Some commentary has indicated that the troops in the convoy contained many supply trucks, and the soldiers in the convoy survived by eating the supplies in the trucks, which the convoy had intended to deliver to other units. Some have seen its plodding pace and logistical issues as emblematic of Russia's efforts in the war in general.

The column was either anticipated to form part of a planned siege of Kyiv, with the vehicles and troops fanning out to take up positions, serve as a supply convoy to replenish food and ammunition to troops already engaged in the area, or set up a forward base of operations for attacks on Kyiv.

== Ukrainian attacks ==
=== "Attack the first" method ===
The ABC reported on 3 March that ground attacks with anti-tank weapons had destroyed numerous vehicles. It noted that the attacking forces had deliberately attacked the start of the column, destroying vehicles and creating ad-hoc roadblocks, with the following vehicles unable to pass. On 11 March, a senior U.S. defense official stated that Ukrainian forces had made several attacks on the convoy with ground fire, such as shoulder-fired FGM-148 Javelin anti-tank missiles delivered by Western countries. Ukrainian units have set up various obstacles and roadblocks in its anticipated path, including "parking trams, buses and large vehicles".

Ukrainian snipers engaged troops from their position and killed individual Russian soldiers. High-level Russian officials at the convoy were killed by Ukrainian snipers.
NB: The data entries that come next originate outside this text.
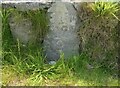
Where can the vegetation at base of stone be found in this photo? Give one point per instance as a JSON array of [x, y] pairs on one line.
[[105, 9], [37, 17], [39, 21], [26, 65], [99, 38]]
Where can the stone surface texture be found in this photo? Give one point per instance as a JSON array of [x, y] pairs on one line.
[[62, 35]]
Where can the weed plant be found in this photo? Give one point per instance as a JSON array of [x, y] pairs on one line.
[[105, 9], [29, 60]]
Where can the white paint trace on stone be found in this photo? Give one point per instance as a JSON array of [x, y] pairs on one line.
[[63, 32]]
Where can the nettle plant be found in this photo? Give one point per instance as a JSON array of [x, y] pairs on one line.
[[105, 9]]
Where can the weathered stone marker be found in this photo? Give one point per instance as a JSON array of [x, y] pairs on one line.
[[62, 35]]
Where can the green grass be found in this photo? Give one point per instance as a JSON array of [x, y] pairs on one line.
[[105, 9], [26, 65]]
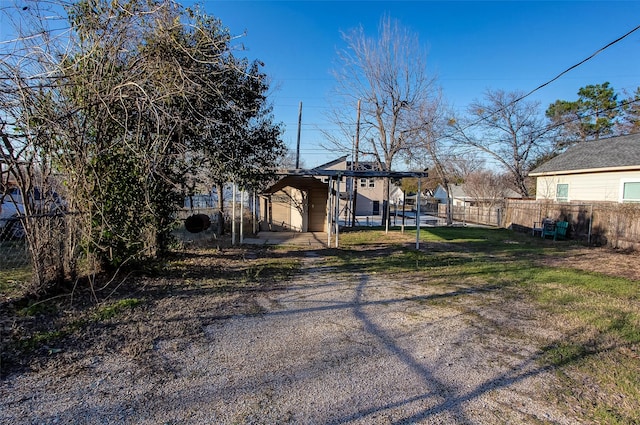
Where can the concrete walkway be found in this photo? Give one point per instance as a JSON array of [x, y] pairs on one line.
[[307, 239]]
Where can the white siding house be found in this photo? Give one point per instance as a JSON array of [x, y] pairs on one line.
[[603, 170]]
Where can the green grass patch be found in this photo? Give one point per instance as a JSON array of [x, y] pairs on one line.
[[603, 311], [14, 279]]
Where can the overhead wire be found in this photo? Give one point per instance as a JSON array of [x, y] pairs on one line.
[[572, 67]]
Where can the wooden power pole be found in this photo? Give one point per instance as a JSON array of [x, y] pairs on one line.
[[354, 180]]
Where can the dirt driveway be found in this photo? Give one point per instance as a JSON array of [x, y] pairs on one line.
[[325, 349]]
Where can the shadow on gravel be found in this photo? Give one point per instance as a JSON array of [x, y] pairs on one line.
[[452, 405]]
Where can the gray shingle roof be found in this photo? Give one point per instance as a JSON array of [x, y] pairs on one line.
[[621, 151]]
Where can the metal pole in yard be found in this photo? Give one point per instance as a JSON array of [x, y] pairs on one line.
[[329, 209], [418, 215], [233, 213], [242, 192], [337, 217]]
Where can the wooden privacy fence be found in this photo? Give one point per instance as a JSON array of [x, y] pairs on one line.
[[598, 223], [490, 216]]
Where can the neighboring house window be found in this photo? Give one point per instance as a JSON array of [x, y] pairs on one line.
[[562, 192], [631, 191], [367, 183]]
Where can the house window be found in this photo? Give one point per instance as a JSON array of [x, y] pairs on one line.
[[631, 192], [367, 183], [562, 192]]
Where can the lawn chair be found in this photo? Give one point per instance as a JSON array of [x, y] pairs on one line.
[[561, 230], [548, 228]]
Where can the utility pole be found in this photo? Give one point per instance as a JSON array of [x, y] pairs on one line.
[[298, 143], [355, 168]]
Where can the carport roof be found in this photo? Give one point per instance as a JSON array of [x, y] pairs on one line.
[[354, 173], [299, 182]]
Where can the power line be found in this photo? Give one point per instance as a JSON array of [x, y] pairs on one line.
[[597, 52], [513, 102]]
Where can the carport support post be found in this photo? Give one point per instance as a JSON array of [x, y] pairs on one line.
[[233, 213], [329, 209], [418, 215], [337, 217], [242, 192]]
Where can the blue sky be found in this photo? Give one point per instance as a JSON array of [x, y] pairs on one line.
[[472, 46]]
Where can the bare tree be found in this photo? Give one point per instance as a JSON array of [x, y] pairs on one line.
[[114, 108], [388, 75], [509, 131], [486, 187]]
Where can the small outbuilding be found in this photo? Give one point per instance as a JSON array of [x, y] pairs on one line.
[[295, 203]]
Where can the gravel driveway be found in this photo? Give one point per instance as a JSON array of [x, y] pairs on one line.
[[328, 349]]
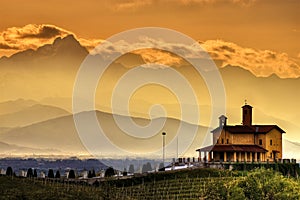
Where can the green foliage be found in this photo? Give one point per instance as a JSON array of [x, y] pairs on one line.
[[34, 173], [57, 174], [9, 171], [50, 173], [147, 167], [29, 173], [262, 184], [71, 174], [259, 184]]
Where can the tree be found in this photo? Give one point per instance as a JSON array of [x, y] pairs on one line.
[[50, 173], [9, 171], [29, 173], [93, 173], [57, 174], [161, 167], [71, 174], [131, 169], [90, 174], [109, 172], [146, 167], [125, 172]]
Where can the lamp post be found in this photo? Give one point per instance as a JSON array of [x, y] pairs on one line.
[[164, 143]]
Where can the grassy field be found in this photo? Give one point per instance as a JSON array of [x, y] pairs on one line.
[[187, 184]]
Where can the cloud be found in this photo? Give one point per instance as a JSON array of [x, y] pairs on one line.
[[259, 62], [30, 36], [43, 32], [133, 5], [7, 47]]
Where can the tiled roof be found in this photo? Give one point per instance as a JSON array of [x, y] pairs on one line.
[[250, 129], [233, 148]]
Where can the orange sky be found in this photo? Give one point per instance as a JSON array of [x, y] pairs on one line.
[[261, 24]]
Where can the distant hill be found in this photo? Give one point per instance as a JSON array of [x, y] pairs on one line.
[[8, 149], [60, 133], [29, 115]]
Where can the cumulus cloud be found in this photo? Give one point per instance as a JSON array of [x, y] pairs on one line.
[[259, 62], [30, 36], [130, 5]]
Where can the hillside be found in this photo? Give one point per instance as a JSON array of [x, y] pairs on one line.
[[30, 115], [15, 150], [60, 133]]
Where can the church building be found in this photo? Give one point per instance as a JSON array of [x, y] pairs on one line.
[[243, 143]]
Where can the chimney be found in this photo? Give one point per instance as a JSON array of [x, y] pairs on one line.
[[222, 120], [247, 115]]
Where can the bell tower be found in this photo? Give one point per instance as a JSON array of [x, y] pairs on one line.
[[222, 120], [247, 114]]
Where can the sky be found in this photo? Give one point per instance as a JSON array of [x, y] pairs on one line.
[[260, 24]]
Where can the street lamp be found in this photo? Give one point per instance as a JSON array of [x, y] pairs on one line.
[[164, 143]]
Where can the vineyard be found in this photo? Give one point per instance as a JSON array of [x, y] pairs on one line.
[[257, 184]]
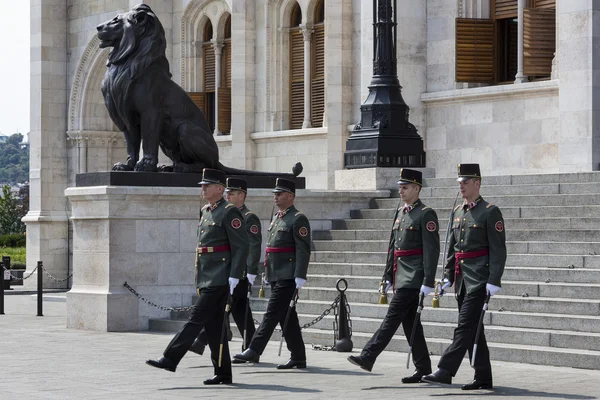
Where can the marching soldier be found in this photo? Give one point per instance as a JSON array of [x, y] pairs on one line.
[[475, 263], [286, 265], [235, 193], [411, 264], [220, 263]]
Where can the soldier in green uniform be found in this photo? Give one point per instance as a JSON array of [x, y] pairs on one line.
[[411, 264], [475, 263], [235, 193], [221, 257], [286, 266]]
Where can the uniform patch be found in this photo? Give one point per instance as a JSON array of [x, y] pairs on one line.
[[431, 226]]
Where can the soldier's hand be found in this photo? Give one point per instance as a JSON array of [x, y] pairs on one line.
[[492, 289], [445, 284], [425, 290], [232, 284]]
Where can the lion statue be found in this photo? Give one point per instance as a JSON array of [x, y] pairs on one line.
[[147, 106]]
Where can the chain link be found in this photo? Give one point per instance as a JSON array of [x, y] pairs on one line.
[[139, 296], [17, 279]]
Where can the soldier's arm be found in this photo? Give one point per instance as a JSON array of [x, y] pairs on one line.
[[497, 245], [388, 273], [238, 241], [253, 228], [431, 245], [301, 230]]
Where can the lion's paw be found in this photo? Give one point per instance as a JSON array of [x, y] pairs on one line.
[[122, 167]]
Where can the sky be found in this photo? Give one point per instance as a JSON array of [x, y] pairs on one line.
[[14, 66]]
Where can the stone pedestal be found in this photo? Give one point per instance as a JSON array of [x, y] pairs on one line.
[[373, 178], [146, 236]]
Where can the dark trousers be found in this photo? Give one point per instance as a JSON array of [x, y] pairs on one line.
[[279, 302], [469, 308], [239, 311], [402, 310], [208, 313]]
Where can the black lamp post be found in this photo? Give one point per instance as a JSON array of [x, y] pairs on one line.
[[384, 137]]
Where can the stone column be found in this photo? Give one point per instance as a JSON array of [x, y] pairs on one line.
[[243, 77], [579, 92], [218, 47], [307, 32], [47, 222], [338, 91], [520, 77]]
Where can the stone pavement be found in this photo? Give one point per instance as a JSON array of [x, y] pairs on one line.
[[41, 359]]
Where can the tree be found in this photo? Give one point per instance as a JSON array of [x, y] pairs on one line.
[[10, 218]]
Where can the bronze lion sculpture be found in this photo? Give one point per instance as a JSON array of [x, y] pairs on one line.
[[147, 106]]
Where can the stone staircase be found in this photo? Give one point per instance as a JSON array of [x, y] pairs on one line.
[[548, 311]]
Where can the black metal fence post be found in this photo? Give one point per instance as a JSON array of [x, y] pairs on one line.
[[40, 271]]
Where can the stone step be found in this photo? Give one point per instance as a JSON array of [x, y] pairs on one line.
[[562, 235], [502, 200], [511, 223]]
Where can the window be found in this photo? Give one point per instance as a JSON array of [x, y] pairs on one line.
[[487, 50], [317, 93], [296, 69]]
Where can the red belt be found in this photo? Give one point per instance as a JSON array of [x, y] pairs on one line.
[[463, 255], [213, 249], [278, 250], [404, 253]]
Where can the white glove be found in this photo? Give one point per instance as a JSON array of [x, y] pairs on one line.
[[232, 284], [492, 289], [443, 286], [426, 290], [300, 282]]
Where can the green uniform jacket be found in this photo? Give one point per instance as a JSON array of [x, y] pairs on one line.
[[220, 226], [473, 229], [290, 230], [415, 229], [254, 230]]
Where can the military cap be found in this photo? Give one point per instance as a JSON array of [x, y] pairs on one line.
[[236, 184], [284, 185], [468, 171], [212, 176], [410, 176]]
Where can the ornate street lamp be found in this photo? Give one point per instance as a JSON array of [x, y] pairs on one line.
[[384, 137]]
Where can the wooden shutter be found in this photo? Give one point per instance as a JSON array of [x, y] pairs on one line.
[[199, 99], [317, 93], [224, 96], [209, 68], [226, 65], [502, 9], [474, 50], [296, 78], [539, 41], [544, 4]]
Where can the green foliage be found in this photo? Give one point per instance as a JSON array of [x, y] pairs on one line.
[[17, 256], [14, 160], [10, 213]]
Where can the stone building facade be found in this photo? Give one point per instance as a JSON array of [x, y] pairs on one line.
[[286, 79]]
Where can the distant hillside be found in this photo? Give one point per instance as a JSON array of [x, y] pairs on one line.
[[14, 159]]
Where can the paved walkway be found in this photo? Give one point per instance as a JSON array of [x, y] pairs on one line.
[[41, 359]]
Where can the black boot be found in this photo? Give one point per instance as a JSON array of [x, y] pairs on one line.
[[439, 376]]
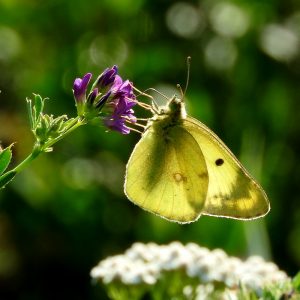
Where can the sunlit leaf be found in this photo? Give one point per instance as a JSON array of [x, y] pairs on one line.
[[5, 158]]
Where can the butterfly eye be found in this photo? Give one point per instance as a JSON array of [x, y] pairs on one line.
[[219, 162]]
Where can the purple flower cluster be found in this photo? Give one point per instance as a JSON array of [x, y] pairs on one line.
[[109, 93]]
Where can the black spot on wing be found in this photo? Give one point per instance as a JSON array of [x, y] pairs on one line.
[[219, 162]]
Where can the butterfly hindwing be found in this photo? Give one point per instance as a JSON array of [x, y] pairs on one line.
[[232, 192], [167, 175]]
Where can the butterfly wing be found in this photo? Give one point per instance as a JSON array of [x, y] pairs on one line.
[[167, 175], [232, 192]]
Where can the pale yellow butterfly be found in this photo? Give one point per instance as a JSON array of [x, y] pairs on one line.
[[180, 170]]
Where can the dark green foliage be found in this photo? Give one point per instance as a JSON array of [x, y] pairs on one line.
[[68, 210]]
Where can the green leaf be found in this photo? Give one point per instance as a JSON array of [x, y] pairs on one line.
[[5, 158], [6, 178]]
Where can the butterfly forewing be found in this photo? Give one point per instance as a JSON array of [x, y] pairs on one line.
[[232, 192], [166, 174]]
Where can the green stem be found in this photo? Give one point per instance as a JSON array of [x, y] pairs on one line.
[[77, 122], [38, 149]]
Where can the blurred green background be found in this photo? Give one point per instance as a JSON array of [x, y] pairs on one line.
[[68, 210]]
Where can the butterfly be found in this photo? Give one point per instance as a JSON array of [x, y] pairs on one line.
[[180, 170]]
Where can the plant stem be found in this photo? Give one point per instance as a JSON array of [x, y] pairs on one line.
[[38, 149]]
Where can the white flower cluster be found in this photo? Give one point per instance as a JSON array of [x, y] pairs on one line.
[[146, 263]]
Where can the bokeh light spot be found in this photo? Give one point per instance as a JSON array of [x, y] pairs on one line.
[[279, 42], [220, 53], [184, 20], [10, 43], [229, 20]]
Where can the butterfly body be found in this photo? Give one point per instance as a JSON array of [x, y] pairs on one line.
[[180, 169]]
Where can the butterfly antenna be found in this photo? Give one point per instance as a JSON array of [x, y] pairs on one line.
[[188, 64]]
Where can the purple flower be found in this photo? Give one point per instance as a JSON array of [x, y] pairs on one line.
[[109, 94], [123, 99]]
On 3 March, Major General Andrei Sukhovetsky, deputy commander of the 41st Combined Arms Army of the Central Military District, was killed by Ukrainian sniper fire when he ventured to the front of the stalled convoy. At that point, he was the highest-ranking Russian official killed.

Ukrainian Aerorozvidka group also assisted with their own-built drones, some capable of dropping up to 1.5 kg bombs and firing rocket-propelled anti-tank grenades.

== Redeployment and retreat ==
By 11 March 2022, some elements had broken off and deployed into firing positions. While the bulk of the convoy remained on the road, some parts, including artillery, had left the main column and started taking up positions near Hostomel. Other sections took up positions in Lubyanka, and nearby forests. On 16 March, the US Department of Defense (DoD) said that the Russian convoy north of Kyiv was still stuck in place, and had not progressed – however by 31 March the DoD stated they could not confirm the column still existed and noted that ultimately "...[t]hey never really accomplished their mission."

In a report publishing in December 2022, the Main Directorate of Intelligence of Ukraine indicated that despite elaborate planning, Ukrainian intelligence sources showed that "Russian military units involved in the planned invasion were only supplied with food, ammunition, and fuel for three days, indicating that Russia may have seriously underestimated the situation." On 2 April 2022, the whole of Kyiv Oblast, where the military column was deployed, was declared free of invaders by the Ukrainian Ministry of Defense after Russian troops had left the area.